Data yang sangat “memprihatinkan” dilaporkan oleh Badan Pusat Statistik (BPS) pada bulan Maret 2020. Konsumsi rokok menempati peringkat kedua setelah beras, dalam belanja rumah tangga di Indonesia. Ini mempunyai arti, betapa egoisnya seorang perokok yang tega mengorbankan anggota keluarga lain. Demi memilih membelanjakan rokok ketimbang membeli makanan bergizi!  


Petani merawat tanaman tembakau yang menjadi salah satu bahan dasar pembuatan rokok-Foto-foto : istimewa-

Aspek Ekonomi

  Tembakau juga mempunyai “sisi positif”. Ada aspek kontribusi ekonominya. Terutama dalam hal penyerapan tenaga kerja yang bisa menurunkan angka pengangguran. Sumbangsih cukai dan devisanya untuk pendapatan negara, layak diperhitungkan. Indonesia merupakan negara ke enam sebagai produsen terbesar tembakau di dunia setelah Tiongkok, Brasil, India, Amerika Serikat dan Argentina. Industri Hasil Tembakau (IHT) menjadi salah satu sektor manufaktur nasional yang strategis. Sektor ini memiliki keterkaitan luas, mulai dari hulu hingga hilir. Selain itu juga berkontribusi besar dan berdampak luas terhadap aspek sosial, ekonomi, maupun pembangunan bangsa Indonesia.
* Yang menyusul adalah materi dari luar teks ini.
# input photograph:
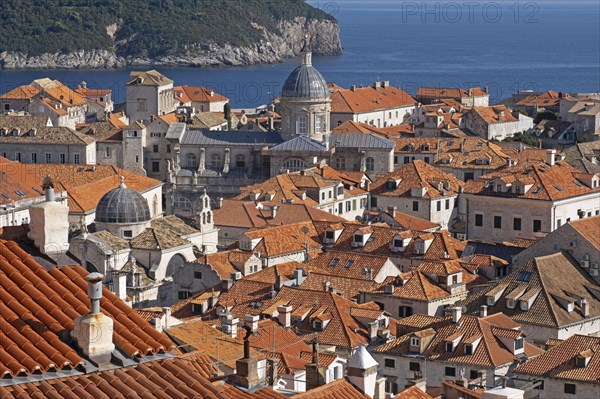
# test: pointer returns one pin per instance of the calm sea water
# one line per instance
(505, 45)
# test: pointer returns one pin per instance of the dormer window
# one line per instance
(519, 343)
(468, 349)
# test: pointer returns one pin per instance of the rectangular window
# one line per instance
(414, 366)
(570, 389)
(184, 294)
(517, 224)
(497, 222)
(478, 220)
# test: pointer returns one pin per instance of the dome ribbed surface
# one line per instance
(305, 82)
(122, 205)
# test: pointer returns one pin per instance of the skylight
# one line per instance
(524, 277)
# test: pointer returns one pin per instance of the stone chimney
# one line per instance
(373, 327)
(93, 331)
(392, 211)
(299, 276)
(285, 315)
(585, 308)
(482, 311)
(456, 314)
(362, 371)
(49, 224)
(551, 157)
(247, 367)
(252, 322)
(229, 325)
(315, 374)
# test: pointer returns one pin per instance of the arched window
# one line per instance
(155, 206)
(192, 161)
(302, 125)
(215, 160)
(294, 165)
(240, 161)
(182, 204)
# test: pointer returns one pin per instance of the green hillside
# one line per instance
(146, 27)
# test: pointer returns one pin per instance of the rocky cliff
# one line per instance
(274, 47)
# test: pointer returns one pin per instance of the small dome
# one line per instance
(305, 81)
(122, 205)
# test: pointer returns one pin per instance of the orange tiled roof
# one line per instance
(490, 352)
(367, 99)
(52, 300)
(494, 114)
(349, 264)
(85, 184)
(550, 183)
(414, 175)
(171, 378)
(251, 215)
(590, 229)
(286, 239)
(542, 279)
(560, 360)
(549, 98)
(337, 389)
(25, 92)
(201, 94)
(455, 93)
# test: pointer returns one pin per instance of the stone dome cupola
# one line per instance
(305, 101)
(123, 211)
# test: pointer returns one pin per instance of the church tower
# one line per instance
(305, 103)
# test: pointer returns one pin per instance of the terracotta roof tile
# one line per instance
(560, 360)
(54, 299)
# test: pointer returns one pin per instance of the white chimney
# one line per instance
(252, 322)
(49, 224)
(456, 314)
(93, 331)
(483, 311)
(285, 315)
(551, 157)
(585, 308)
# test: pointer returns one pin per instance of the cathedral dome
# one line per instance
(305, 81)
(123, 205)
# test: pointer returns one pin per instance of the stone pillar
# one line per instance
(227, 160)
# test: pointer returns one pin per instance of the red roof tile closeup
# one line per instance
(37, 307)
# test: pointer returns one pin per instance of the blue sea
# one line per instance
(504, 45)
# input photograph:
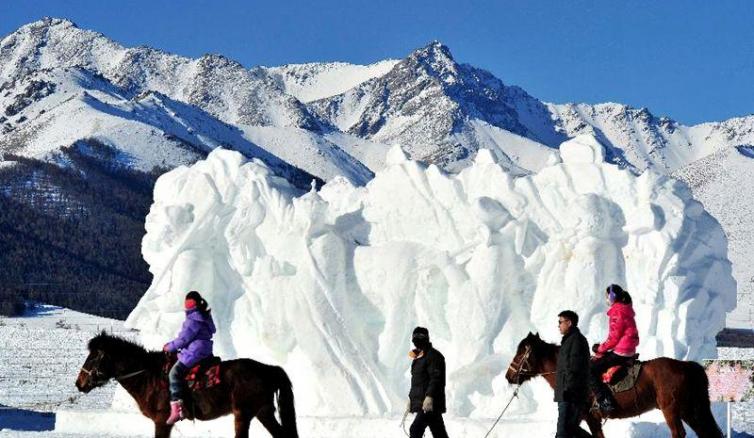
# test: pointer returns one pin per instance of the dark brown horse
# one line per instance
(247, 389)
(679, 389)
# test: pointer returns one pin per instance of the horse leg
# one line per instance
(162, 430)
(595, 426)
(703, 423)
(673, 419)
(266, 416)
(242, 421)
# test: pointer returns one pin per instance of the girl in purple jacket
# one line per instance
(193, 344)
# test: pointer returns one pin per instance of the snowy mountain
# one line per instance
(439, 110)
(61, 85)
(330, 284)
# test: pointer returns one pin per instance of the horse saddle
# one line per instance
(205, 374)
(623, 377)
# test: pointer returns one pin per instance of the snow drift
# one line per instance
(330, 284)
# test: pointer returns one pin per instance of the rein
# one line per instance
(519, 372)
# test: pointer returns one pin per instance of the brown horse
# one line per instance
(247, 388)
(679, 389)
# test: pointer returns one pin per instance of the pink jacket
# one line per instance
(623, 337)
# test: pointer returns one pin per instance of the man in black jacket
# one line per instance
(427, 395)
(571, 377)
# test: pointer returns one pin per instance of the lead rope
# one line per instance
(513, 396)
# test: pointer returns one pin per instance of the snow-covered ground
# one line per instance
(63, 335)
(41, 354)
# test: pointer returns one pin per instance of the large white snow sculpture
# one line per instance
(330, 284)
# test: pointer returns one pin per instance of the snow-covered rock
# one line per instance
(329, 284)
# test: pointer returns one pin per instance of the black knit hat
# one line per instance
(420, 333)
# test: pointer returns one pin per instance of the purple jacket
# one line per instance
(195, 339)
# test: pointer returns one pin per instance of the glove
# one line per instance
(428, 404)
(405, 414)
(567, 395)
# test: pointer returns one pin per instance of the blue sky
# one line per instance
(691, 60)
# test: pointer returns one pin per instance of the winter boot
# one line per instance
(607, 405)
(176, 412)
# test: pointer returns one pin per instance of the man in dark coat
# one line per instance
(427, 395)
(571, 377)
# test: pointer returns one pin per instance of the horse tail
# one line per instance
(700, 418)
(286, 406)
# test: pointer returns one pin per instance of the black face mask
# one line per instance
(421, 343)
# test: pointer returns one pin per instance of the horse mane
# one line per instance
(539, 347)
(125, 349)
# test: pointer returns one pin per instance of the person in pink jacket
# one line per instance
(619, 347)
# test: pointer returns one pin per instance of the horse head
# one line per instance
(526, 363)
(95, 372)
(100, 366)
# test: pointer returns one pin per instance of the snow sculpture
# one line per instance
(329, 284)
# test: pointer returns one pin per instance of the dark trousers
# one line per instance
(433, 421)
(569, 418)
(598, 366)
(177, 378)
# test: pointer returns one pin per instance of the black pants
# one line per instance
(177, 381)
(431, 419)
(569, 418)
(598, 366)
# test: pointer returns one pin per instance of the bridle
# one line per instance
(95, 372)
(524, 367)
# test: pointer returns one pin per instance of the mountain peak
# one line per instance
(50, 22)
(435, 60)
(435, 51)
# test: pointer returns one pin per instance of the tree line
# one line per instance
(70, 235)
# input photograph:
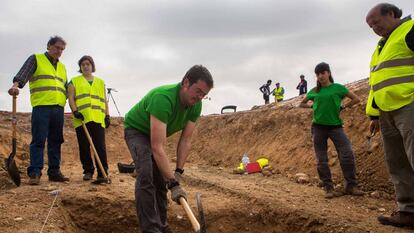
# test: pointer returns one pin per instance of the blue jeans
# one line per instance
(47, 122)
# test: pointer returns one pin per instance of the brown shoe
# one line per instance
(354, 191)
(59, 178)
(34, 180)
(398, 219)
(330, 193)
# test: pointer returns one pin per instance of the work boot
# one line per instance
(58, 178)
(354, 191)
(34, 180)
(87, 176)
(330, 193)
(398, 219)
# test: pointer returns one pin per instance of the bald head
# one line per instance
(384, 18)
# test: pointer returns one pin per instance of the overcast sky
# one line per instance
(138, 45)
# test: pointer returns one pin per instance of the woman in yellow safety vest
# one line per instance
(87, 100)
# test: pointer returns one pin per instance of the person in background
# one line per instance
(265, 89)
(327, 104)
(390, 103)
(303, 85)
(47, 83)
(278, 92)
(87, 100)
(164, 111)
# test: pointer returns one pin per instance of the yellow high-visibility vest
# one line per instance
(89, 100)
(278, 93)
(392, 73)
(48, 85)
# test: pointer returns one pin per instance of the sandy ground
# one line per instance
(270, 202)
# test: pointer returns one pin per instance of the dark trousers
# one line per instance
(150, 187)
(47, 123)
(397, 129)
(321, 134)
(97, 134)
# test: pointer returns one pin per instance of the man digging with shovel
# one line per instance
(162, 112)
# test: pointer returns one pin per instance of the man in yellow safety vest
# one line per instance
(278, 92)
(47, 82)
(390, 103)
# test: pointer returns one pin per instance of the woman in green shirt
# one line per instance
(327, 99)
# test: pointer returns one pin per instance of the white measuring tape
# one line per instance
(56, 193)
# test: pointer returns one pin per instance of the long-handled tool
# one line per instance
(95, 153)
(369, 138)
(199, 225)
(10, 163)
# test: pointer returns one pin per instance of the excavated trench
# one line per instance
(105, 215)
(225, 211)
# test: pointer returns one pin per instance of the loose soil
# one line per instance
(272, 202)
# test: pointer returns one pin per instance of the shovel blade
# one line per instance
(13, 170)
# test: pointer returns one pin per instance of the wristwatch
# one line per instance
(179, 170)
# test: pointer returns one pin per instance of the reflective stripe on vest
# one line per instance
(90, 100)
(392, 72)
(48, 85)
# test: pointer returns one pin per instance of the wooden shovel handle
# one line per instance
(14, 120)
(193, 219)
(95, 153)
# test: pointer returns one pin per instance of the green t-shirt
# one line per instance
(163, 103)
(327, 104)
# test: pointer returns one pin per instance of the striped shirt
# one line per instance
(28, 69)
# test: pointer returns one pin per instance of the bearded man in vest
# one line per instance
(47, 82)
(390, 103)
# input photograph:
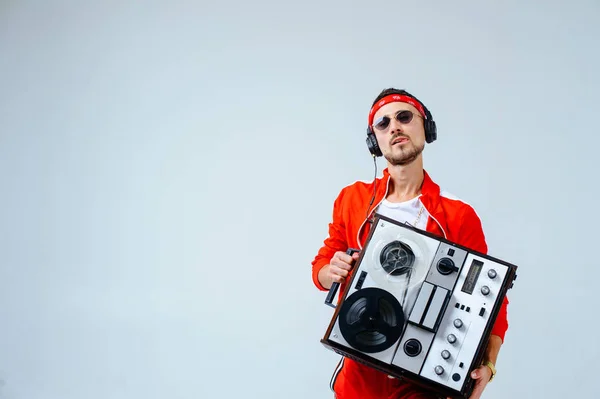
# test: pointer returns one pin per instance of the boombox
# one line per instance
(418, 307)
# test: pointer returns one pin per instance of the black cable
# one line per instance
(374, 188)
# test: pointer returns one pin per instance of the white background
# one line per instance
(168, 170)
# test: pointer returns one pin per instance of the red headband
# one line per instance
(393, 98)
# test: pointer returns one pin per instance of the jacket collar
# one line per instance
(430, 196)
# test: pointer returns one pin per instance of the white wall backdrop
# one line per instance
(168, 170)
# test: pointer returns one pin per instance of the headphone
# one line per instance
(428, 123)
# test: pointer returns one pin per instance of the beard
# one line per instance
(403, 155)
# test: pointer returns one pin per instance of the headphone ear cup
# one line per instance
(372, 143)
(430, 131)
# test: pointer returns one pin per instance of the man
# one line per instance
(398, 128)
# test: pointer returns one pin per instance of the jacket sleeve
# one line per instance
(335, 241)
(472, 236)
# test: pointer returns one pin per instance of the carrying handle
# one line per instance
(335, 286)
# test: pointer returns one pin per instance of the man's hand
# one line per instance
(482, 376)
(337, 270)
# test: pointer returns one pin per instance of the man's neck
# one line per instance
(405, 181)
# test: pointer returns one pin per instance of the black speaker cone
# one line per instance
(371, 320)
(397, 258)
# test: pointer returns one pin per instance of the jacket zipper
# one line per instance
(387, 186)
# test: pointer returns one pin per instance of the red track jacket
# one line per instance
(449, 217)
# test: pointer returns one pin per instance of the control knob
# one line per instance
(446, 266)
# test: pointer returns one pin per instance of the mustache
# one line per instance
(397, 136)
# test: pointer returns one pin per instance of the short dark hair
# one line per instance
(391, 90)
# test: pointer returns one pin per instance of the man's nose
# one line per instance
(395, 126)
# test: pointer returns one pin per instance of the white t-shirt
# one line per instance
(405, 212)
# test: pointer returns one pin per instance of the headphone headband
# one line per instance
(395, 98)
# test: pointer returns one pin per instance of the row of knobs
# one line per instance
(458, 323)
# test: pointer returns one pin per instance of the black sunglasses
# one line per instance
(402, 116)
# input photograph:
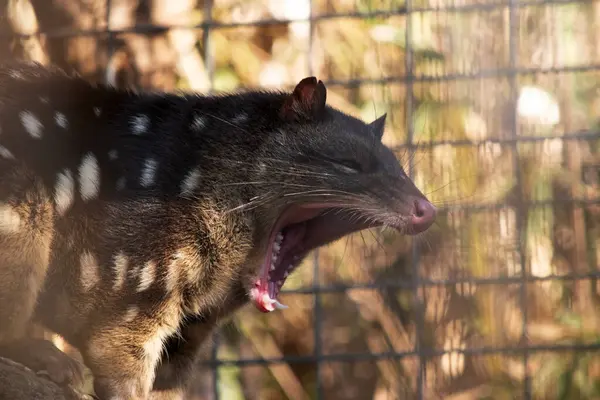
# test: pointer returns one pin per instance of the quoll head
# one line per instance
(319, 175)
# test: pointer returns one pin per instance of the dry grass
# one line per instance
(484, 244)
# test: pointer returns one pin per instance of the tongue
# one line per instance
(264, 302)
(265, 291)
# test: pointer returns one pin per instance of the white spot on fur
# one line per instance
(89, 177)
(61, 120)
(199, 123)
(140, 124)
(10, 220)
(147, 276)
(64, 191)
(190, 182)
(5, 153)
(16, 74)
(239, 119)
(168, 326)
(121, 183)
(120, 263)
(173, 272)
(148, 172)
(89, 270)
(131, 314)
(32, 124)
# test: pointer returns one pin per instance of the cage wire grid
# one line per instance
(418, 282)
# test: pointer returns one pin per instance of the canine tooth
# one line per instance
(279, 306)
(268, 302)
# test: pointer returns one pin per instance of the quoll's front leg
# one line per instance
(178, 363)
(26, 232)
(123, 358)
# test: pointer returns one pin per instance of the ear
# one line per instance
(378, 126)
(307, 101)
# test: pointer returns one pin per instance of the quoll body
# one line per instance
(131, 223)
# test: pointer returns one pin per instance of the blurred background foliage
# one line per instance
(476, 82)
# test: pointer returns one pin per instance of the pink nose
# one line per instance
(423, 216)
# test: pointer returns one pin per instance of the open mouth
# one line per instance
(301, 229)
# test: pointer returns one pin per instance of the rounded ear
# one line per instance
(307, 101)
(378, 126)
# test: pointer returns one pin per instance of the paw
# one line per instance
(47, 361)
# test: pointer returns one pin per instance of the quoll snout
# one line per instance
(423, 215)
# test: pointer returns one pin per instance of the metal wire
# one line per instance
(418, 283)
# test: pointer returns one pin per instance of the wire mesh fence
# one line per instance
(501, 300)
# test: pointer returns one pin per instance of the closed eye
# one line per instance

Data tahun 2019 yang dimiliki Kementerian Perindustrian mencatat, tenaga kerja yang terserap oleh sektor industri rokok sebanyak 5,98 juta orang. Pada tahun 2018, nilai ekspor rokok dan cerutu mencapai USD 931,6 juta atau meningkat 2,98 % dibanding tahun 2017 yang sebesar USD 904,7 juta. Sepanjang tahun 2018, penerimaan cukai rokok menembus angka Rp 153 triliun atau lebih tinggi, dibanding perolehan tahun 2017 yang sebesar Rp 147 triliun. Penerimaan cukai ini berkontribusi sebesar 95,8% terhadap cukai nasional. Cukai bertujuan meregulasi harga jual rokok.  Diharapkan dengan harga jual tertentu yang dinilai cukup tinggi, dapat menurunkan konsumsi rokok. Tujuannya adalah menurunkan prevalensi penyakit terkait rokok. Namun harus dipahami, selain memberikan pemasukan, beban pemerintah akibat rokok dan tembakau semakin meningkat. Lebih banyak dampak merugikannya, dibandingkan besaran kontribusi cukai tembakau pada penerimaan negara. Kerugian ekonomi secara makro akibat penggunaan tembakau dinilai Kementerian Kesehatan menunjukkan tren yang meningkat. Diperkirakan kerugian ini mencapai tiga hingga empat kali lipat, dibanding penerimaan negara yang berasal dari cukai tembakau.